Gräueltaten und Todesstrafe gehören nicht ins Vokabular, das Bischof Büchel in seinem Brief verwendet. Vielmehr schreibt er: «Unser heutiges Wissen um die Homosexualität als Anlage und nicht frei gewählte sexuelle Orientierung war zur Zeit der Bibel gar nicht bekannt.»

Kirche müsse sich historischen Lasten stellen

Eine Person und ihre Beziehungen dürfen für Büchel nicht auf die Sexualität reduziert werden. In Jesu Botschaft stünden Zuneigung und Liebe zum Nächsten im Vordergrund. Solche Grundaussagen und Prinzipien seien auch der Schlüssel zur Interpretation und «zur Überführung von biblischen Aussagen in die jeweilige Zeit hinein».

Für die Förderung des Wohls einer Person sei weniger die sexuelle Neigung entscheidend als vielmehr der verantwortungsvolle Umgang mit Sexualität und alle anderen Dimensionen einer Beziehung wie Achtsamkeit, Sorgfalt, Respekt oder Treue. «Freuen wir uns an jeder Beziehung, in der sich die Partner als gleichwertige, wertvolle, geliebte Kinder Gottes annehmen», schreibt Büchel.

Er sehe es als Aufgabe der heutigen Kirche, mit den Menschen einen Weg zu gehen, auf dem sie ihre Sexualität als Geschenk Gottes in ihr Leben und ihre Beziehungen integrieren könnten. Die Kirche müsse sich der historischen Lasten im Umgang mit der Homosexualität bewusst stellen und eine neue menschen- und sachgerechte Sprache finden.

Laut dem Kirchenportal kath.ch hat eine Petition an die Schweizer Bischofskonferenz am Samstagmittag die 2000er-Marke überschritten. Die Unterzeichnenden fordern die Konferenz dazu auf, sich von Huonders Äusserungen zu distanzieren.

Konversation

  1. Dass die Sexualität „ein Geschenk Gottes“ sei, damit kann ich mich nicht abfinden! Damit ist eben immer die Liebe gemeint, oder die Fortpflanzung, die Gott ein Geschenk macht!

    Die Schwulenbewegung hat klar mit der Gottesbezogenheit gebrochen und konsequent auf Erden Liebe und Sexualität mit Männern praktiziert. Das wesentliche an der Theologie besteht im „Problem“ der Penetration von Männern, die damit zu Frauen, oder „Unmännern“ gemacht werden. Beide dürfen nicht am Altar stehen…

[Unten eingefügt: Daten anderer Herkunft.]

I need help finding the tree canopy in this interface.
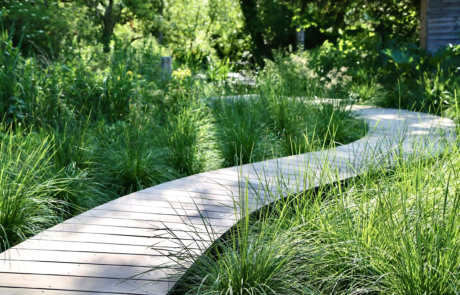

    Wir dürfen nicht dauernd von Liebe sülzen und für die Ehe „lobbyieren“, wenn wir nicht die Bilder in den Köpfen konkret angehen! Am Schluss geht es wie mit der Aufklärung der Kinder, denen gesagt wird, wenn die Eltern sich „sehr lieb haben“ würde ein Kind entstehen…

    Kein Mann muss sich penetrieren lassen, aber bei einer ganzen Anzahl führt das wegen der Prostata auch zu Lustempfindungen, die Frauen so nicht kennen und auch nicht mit Ersatzspielzeugen ihren Männern applizieren können, wie einige glauben!

    In der hetera Ehe wird die Penetration ideologisch akzeptiert, in der „Homo-Ehe“ ist das unmöglich!

    Nach der Schwulenbewegung ist ernsthaft die Frage zu stellen, ob hetero Familien überhaupt schwule Kinder (nicht die missbrauchten!) gesund erziehen können!
    Es sind jetzt genug schwule und bisexuelle Menschen herangewachsen, damit wir uns selber therapieren können vom hetero Sexismus, bevor wir in die Ehe gehen, um bis ans Lebensende „zu zweit zu spinnen“!

    Der heterosexuelle ideologische Missbrauch schwuler Kinder und Jugendlicher ist noch nirgendwo ein Thema, weil ideologisch ein Unding. Ich habe eine ganze Anzahl im späteren Alter kennengelernt, die sich darüber noch im hohen Alter beklagt haben.

    Es geht mir nicht darum, die Welt zu ändern, sondern sie ein bisschen lebenswerter zu machen, angesichts der hohen Selbstmordneigungen, die übrigens auch nicht durch eing. Partnersch. verhindert werden können und damit letztlich auch nicht durch Homo-Ehen.